200m準決勝、高瀬は20秒64で組8位に終わった 【写真:YUTAKA/アフロスポーツ】

「すごく充実していて、走りたい気持ちがいっぱいというか。『初めて世界大会で勝負できる、わくわくする』という、本当にそういう気持ちで臨めそうです」

 直前合宿の公開練習で、高瀬はそう語っていた。6月の日本選手権で100メートル優勝、200メートルを2位で終えた後、欧州で3試合を転戦。外国勢と競り合う感覚をつかみ、最終調整に入っていた。その表情は、かつてないほど精悍(せいかん)で、周囲にも大きな期待を抱かせるものだった。これなら世界と勝負できるはず。そんな自負もあったはずだ。

 しかし、北京で直面したのは、想定以上のハイレベルな世界だった。大会初日の100メートル予選は、10秒15の好記録を出すも、100分の3秒差でまさかの予選落ち。「200メートル(の予選)も20秒4あたりを出さないと残れないのではないか」と危機感を募らせたが、その200メートル予選も予想をはるかに上回り、高瀬の20秒33が準決勝進出のボーダーラインになった。それでも、決勝進出を目指し「自分の走りを出せれば、20秒1台は見えてくる」と動じなかった。

 その背景には、苦心して鍛え上げたメンタルがある。本来は日のあたるところはあまり得意ではないタイプ。元日本陸連短距離部長の伊東浩司氏には「日本男子短距離の顔になれ」と鼓舞されてきたが、最初は本人がそれを嫌がったという。しかし、期待された中で結果を残せなければ世界と戦えないと、今季はあえて自らにプレッシャーを課してきた。「自分がチームをけん引したい」と意欲を見せ、日本選手権前には2冠を公言した。その中でレースの安定感を維持するのは難しく、必ずしもすべてが順調とは言えなかったが、修正しては走り、走っては修正しの繰り返しを経て、高瀬はこの半年で見違えるほど成長を遂げていた。

惨敗の中で感じた成長

200m準決勝ではライバルの藤光謙司(左)やウサイン・ボルト(手前)と同組になった 【写真:YUTAKA/アフロスポーツ】

 迎えた200メートル準決勝は、ライバルの藤光謙司(ゼンリン)、そして“人類最速男”ウサイン・ボルト(ジャマイカ)と同組になった。厳しい戦いが予想されたが、直前練習での感触はよく、スタートするその瞬間まで不安はなかったという。静まり返る大満員の“鳥の巣”に勝負のピストル音が響き渡る。曲走路を駆け抜け、直線に入ったが、見る間に海外勢との差が開いていく。結局、自己ベストに遠く及ばず20秒64の組8位、全体でも最下位という厳しい結果に終わった。

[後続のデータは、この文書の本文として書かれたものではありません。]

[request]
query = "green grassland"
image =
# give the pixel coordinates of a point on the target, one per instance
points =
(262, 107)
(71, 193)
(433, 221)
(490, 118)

「コーナー抜けのところで自分があの位置では勝負できないかなと。本当にまだ自分に力がないだけだと思います。あそこで勝負するだけの力はまだなかったです」

 体も動かず、本来の走りを出すこともかなわなかった。「スタートラインにつくまではしっかり落ち着いて臨めたので、力がないのかもしれないですし、自分が力を出せてないのかも分からない」と、その理由はまだ分析できてはいない。ただ、「やっぱりアベレージを上げていかないと、勝負にならない」と、課題はしっかりとつかんでいた。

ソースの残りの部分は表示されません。